Benefits
Friday, 22 July 2011 00:30

The main benefits to be accrued from this project are as follows:

 

  • For music students, the scores will be a valuable resource for learning the many different aspects of music theory and arranging techniques. The project encompasses a range of playing skills, mainly from intermediate to advanced levels, as the primary focus has been towards the secondary level of education. It is therefore hoped that some of the arrangements will be selected for the CXC Examinations, and also as test pieces for School Festivals.

  • Of the thirteen songs, twelve contain lyrics, which tell stories pertaining to some aspect of pan culture in Trinidad and Tobago. It is therefore possible to use the music as a resource in concert with the performing arts, thus adding yet another dimension to the programme. 

  • The global marketing thrust will be aimed principally at educational institutions. This should provide job opportunities outside of Trinidad and Tobago for participating steel orchestras and others involved in the local music industry. It is also anticipated that the project would encourage further documentation of indigenous musical arrangements, which are typically lost every year after the Carnival competitions.

  • Performers include a school band (SAGHS), bp Renegades Youth Orchestra, and a steel orchestra from Finland (Steel Pan Lovers). It is envisaged that future projects will involve more regional and international participation, with a view to creating an industry that could become a net foreign exchange earner.

  • Because short verse and chorus clips are included, one can distinguish and learn arranging techniques used for each song.

  • The programme offers an excellent opportunity for developing a sustainable music industry, starting in the classroom. Students who may not be academically inclined will be given an opportunity to develop and hone entrepreneurial skills.

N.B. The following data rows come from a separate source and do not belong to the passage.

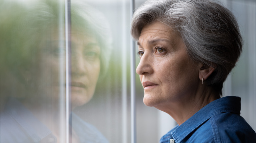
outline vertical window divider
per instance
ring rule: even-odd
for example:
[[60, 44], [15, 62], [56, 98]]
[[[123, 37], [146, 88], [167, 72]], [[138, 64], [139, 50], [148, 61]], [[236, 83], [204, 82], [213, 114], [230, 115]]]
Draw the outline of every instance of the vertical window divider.
[[[135, 0], [130, 0], [131, 20], [135, 9]], [[135, 42], [131, 39], [131, 142], [136, 143], [136, 99], [135, 91]]]
[[70, 0], [65, 1], [66, 80], [66, 142], [71, 142], [70, 83], [71, 79], [71, 12]]

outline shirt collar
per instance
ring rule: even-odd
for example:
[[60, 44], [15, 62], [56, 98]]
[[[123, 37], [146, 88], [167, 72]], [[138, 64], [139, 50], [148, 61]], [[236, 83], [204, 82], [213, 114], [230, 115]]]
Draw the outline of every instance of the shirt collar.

  • The project seeks to outline a relationship between instruments of the conventional symphony orchestra and those of the steel orchestra. Using these guidelines, music teachers and arrangers will therefore be able to transpose scores written for one family of instruments to the other. This will in turn create numerous opportunities for cross-fertilisation of cultures through the availability of a larger, diversified universal repertoire to students.